HDFS 文件读取流程

The client opens the file it wishes to read by calling open() on the FileSystem object, which for HDFS is an instance of DistributedFileSystem (step 1 in Figure 3-2).

DistributedFileSystem calls the namenode, using remote procedure calls (RPCs), to determine the locations of the first few blocks in the file (step 2). For each block, the namenode returns the addresses of the datanodes that have a copy of that block.

Furthermore, the datanodes are sorted according to their proximity to the client (according to the topology of the cluster’s network;). If the client is itself a datanode (in the case of a MapReduce task, for instance), the client will read from the local datanode if that datanode hosts a copy of the block.

The DistributedFileSystem returns an FSDataInputStream (an input stream that supports file seeks) to the client for it to read data from. FSDataInputStream in turn wraps a DFSInputStream, which manages the datanode and namenode I/O.

The client then calls read() on the stream (step 3). DFSInputStream, which has stored the datanode addresses for the first few blocks in the file, then connects to the first (closest) datanode for the first block in the file. Data is streamed from the datanode back to the client, which calls read() repeatedly on the stream (step 4). When the end of the block is reached, DFSInputStream will close the connection to the datanode, then find the best datanode for the next block (step 5). This happens transparently to the client, which from its point of view is just reading a continuous stream.

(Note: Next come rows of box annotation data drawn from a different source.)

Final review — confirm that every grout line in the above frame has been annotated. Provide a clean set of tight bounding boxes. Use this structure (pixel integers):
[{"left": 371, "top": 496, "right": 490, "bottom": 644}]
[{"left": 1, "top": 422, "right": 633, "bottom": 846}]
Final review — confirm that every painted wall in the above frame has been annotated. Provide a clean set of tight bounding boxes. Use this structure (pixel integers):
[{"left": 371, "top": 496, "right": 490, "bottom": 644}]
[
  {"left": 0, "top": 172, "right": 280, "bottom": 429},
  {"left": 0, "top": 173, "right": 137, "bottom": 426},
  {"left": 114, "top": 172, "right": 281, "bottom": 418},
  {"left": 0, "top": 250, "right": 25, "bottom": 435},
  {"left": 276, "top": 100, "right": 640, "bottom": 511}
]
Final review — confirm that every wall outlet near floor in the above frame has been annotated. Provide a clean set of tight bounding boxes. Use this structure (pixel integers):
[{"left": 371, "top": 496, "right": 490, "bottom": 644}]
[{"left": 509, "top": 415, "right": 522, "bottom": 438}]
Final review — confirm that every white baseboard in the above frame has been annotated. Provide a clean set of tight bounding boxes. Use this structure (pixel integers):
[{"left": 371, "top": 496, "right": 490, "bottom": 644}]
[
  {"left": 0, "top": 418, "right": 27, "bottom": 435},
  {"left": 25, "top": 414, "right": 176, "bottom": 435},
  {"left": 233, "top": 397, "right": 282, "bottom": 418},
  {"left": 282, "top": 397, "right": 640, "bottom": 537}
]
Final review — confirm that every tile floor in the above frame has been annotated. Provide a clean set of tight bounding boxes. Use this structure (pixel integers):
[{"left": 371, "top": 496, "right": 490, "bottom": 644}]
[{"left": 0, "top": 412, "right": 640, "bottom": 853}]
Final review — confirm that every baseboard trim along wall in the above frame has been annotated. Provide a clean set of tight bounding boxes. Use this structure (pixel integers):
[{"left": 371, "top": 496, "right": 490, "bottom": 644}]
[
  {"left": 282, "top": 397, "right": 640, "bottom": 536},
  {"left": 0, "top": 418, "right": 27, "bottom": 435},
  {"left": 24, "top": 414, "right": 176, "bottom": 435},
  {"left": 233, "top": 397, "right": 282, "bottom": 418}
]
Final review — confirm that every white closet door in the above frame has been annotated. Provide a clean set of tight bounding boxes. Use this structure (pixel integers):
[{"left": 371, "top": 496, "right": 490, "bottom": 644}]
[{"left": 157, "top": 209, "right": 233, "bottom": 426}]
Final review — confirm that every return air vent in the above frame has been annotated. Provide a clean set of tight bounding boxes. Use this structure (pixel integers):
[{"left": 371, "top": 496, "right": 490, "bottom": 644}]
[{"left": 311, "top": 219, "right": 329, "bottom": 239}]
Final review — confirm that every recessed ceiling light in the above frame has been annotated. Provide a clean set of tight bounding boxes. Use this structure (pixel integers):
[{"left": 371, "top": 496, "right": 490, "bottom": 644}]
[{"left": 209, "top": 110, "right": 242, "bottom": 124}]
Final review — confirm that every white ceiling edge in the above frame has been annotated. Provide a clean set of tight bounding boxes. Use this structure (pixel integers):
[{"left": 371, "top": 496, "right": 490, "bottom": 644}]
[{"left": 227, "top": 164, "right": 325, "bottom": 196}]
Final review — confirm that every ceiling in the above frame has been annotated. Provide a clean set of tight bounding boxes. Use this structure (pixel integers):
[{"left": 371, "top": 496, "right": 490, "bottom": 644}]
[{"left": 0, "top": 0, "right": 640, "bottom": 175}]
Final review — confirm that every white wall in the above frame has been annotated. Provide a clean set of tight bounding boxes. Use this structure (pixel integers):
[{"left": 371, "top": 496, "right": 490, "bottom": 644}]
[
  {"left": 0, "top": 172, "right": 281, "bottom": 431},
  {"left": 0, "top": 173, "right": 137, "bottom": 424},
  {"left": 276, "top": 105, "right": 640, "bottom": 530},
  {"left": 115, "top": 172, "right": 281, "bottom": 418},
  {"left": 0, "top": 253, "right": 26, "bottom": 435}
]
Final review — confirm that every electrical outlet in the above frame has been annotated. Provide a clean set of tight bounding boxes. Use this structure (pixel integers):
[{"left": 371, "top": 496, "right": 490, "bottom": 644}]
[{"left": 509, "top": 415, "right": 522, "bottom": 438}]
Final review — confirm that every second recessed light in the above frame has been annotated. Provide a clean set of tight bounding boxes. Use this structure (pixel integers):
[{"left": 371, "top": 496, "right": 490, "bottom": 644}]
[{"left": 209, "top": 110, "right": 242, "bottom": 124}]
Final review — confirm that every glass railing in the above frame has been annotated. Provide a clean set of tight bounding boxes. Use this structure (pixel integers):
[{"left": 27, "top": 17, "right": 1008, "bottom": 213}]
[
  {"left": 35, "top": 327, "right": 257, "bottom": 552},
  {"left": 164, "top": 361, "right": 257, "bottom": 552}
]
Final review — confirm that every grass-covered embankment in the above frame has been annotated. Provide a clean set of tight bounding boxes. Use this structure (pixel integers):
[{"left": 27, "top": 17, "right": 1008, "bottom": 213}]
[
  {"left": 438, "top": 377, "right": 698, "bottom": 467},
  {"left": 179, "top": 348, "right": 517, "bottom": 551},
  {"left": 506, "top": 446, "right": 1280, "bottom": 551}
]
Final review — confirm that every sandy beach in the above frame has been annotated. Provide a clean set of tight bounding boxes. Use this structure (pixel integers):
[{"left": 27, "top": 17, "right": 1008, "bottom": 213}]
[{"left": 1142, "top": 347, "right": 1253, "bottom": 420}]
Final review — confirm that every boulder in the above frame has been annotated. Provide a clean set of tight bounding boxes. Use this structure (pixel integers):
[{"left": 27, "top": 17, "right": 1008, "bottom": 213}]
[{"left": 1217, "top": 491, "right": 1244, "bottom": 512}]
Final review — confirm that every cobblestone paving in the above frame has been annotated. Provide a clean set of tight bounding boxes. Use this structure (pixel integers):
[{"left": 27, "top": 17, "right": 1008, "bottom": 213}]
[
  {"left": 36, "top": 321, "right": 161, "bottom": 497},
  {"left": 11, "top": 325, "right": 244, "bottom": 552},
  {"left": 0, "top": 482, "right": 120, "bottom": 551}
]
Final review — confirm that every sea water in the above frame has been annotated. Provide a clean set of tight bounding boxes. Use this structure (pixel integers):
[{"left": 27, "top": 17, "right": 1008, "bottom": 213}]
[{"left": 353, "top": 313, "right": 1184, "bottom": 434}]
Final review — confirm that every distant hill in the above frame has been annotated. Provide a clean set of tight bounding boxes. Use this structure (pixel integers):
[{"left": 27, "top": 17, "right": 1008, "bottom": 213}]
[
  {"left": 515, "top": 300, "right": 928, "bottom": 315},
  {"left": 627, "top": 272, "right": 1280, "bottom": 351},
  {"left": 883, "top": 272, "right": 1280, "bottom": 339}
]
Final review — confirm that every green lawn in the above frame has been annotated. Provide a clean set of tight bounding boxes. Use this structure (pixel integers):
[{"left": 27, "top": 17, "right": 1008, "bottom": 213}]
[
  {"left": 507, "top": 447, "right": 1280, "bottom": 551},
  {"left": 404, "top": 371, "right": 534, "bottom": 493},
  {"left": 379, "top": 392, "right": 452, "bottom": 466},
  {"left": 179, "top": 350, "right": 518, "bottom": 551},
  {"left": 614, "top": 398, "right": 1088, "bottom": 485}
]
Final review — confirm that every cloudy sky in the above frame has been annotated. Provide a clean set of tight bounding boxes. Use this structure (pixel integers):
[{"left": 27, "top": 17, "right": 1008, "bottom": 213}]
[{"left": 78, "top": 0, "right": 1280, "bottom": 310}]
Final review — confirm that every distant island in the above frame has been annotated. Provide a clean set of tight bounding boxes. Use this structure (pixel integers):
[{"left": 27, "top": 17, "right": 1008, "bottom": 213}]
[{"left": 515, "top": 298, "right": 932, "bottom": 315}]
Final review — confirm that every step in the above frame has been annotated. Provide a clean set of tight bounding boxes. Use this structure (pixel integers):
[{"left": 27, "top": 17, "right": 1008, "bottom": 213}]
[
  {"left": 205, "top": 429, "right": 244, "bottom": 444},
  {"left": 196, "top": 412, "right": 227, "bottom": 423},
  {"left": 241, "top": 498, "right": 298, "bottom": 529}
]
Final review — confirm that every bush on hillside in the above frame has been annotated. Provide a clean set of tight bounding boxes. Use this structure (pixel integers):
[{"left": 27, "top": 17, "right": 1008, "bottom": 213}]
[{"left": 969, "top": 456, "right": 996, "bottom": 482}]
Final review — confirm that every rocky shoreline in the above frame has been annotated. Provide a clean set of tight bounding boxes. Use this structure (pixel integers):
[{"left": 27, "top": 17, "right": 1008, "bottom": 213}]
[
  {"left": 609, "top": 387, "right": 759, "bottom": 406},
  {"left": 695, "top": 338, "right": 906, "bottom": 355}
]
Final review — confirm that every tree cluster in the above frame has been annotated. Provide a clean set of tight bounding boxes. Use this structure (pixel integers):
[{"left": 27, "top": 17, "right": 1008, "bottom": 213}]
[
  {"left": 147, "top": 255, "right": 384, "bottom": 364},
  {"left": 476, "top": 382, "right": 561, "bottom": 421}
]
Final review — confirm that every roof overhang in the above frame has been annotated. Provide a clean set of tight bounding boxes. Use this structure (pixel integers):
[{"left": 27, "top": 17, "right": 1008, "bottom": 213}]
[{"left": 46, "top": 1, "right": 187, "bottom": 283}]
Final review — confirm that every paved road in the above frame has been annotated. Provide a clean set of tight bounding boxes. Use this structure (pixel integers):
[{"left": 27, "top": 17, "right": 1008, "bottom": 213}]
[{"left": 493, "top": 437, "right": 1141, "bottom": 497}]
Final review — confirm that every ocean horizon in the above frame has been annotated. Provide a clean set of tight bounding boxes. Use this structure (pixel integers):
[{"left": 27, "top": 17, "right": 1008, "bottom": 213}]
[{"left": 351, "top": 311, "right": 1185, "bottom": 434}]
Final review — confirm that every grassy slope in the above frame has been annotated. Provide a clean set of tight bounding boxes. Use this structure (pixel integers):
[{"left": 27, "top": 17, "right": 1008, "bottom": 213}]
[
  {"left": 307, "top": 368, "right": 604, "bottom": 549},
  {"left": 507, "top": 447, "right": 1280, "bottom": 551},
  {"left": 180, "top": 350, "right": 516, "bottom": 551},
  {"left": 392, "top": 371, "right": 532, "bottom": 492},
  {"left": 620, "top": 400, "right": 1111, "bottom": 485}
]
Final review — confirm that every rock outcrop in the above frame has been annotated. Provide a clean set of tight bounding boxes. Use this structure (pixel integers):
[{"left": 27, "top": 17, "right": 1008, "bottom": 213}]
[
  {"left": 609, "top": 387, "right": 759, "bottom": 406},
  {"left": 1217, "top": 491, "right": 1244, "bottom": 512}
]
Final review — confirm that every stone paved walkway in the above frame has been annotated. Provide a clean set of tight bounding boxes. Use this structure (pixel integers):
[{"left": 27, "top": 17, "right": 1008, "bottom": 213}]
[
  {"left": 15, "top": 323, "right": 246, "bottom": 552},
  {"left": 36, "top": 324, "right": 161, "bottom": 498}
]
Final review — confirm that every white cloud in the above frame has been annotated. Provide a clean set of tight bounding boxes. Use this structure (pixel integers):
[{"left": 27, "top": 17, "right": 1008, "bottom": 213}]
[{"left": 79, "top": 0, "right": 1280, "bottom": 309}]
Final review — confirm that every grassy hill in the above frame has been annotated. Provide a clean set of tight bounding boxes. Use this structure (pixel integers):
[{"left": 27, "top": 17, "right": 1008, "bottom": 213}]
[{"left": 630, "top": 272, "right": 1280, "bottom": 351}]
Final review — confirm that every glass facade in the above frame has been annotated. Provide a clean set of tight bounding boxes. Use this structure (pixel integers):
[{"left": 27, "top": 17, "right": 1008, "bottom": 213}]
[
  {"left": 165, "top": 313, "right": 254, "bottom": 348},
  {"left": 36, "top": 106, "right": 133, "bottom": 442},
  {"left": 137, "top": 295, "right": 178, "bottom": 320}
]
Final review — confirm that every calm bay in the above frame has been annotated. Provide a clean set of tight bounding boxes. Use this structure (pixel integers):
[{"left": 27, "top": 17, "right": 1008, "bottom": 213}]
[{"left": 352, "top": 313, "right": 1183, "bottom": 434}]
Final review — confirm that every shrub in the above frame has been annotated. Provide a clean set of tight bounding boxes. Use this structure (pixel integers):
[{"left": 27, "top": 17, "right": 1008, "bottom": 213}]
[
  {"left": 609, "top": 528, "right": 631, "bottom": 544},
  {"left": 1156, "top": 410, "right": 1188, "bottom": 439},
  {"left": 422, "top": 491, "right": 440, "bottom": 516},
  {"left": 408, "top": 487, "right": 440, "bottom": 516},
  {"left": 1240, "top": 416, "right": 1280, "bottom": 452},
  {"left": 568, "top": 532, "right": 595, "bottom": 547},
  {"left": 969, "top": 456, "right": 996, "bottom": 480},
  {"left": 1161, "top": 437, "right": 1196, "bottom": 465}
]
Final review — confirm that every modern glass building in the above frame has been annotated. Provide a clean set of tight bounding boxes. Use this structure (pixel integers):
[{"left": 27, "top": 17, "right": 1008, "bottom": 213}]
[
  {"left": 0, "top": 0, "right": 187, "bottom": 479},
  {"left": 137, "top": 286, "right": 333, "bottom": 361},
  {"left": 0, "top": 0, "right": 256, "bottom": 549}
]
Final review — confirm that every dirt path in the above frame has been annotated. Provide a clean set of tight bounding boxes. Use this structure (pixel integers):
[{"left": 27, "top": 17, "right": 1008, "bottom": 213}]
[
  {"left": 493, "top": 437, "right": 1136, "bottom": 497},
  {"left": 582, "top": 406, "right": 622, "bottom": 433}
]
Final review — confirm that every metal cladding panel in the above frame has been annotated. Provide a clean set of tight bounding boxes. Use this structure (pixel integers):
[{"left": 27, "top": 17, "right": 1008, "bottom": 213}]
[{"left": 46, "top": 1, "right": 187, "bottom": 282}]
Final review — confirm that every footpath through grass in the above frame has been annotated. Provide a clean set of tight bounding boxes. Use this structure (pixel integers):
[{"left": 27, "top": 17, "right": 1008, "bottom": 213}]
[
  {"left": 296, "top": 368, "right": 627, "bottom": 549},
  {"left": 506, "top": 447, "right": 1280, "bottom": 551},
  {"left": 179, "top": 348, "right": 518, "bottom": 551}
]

Blocks are read in order, with the DFSInputStream opening new connections to datanodes as the client reads through the stream. It will also call the namenode to retrieve the datanode locations for the next batch of blocks as needed. When the client has finished reading, it calls close() on the FSDataInputStream (step 6).

During reading, if the DFSInputStream encounters an error while communicating with a datanode, it will try the next closest one for that block. It will also remember datanodes that have failed so that it doesn’t needlessly retry them for later blocks. The DFSInputStream also verifies checksums for the data transferred to it from the datanode.

If a corrupted block is found, the DFSInputStream attempts to read a replica of the block from another datanode; it also reports the corrupted block to the namenode.

One important aspect of this design is that the client contacts datanodes directly to retrieve data and is guided by the namenode to the best datanode for each block. This design allows HDFS to scale to a large number of concurrent clients because the data traffic is spread across all the datanodes in the cluster. Meanwhile, the namenode merely has to service block location requests (which it stores in memory, making them very efficient) and does not, for example, serve data, which would quickly become a bottleneck as the number of clients grew.

HDFS 文件写入流程

The client creates the file by calling create() on DistributedFileSystem (step 1 in Figure 3-4).

DistributedFileSystem makes an RPC call to the namenode to create a new file in the filesystem’s namespace, with no blocks associated with it (step 2). The namenode performs various checks to make sure the file doesn’t already exist and that the client has the right permissions to create the file. If these checks pass, the namenode makes a record of the new file; otherwise, file creation fails and the client is thrown an IOException. The DistributedFileSystem returns an FSDataOutputStream for the client to start writing data to. Just as in the read case, FSDataOutputStream wraps a DFSOutputStream, which handles communication with the datanodes and namenode.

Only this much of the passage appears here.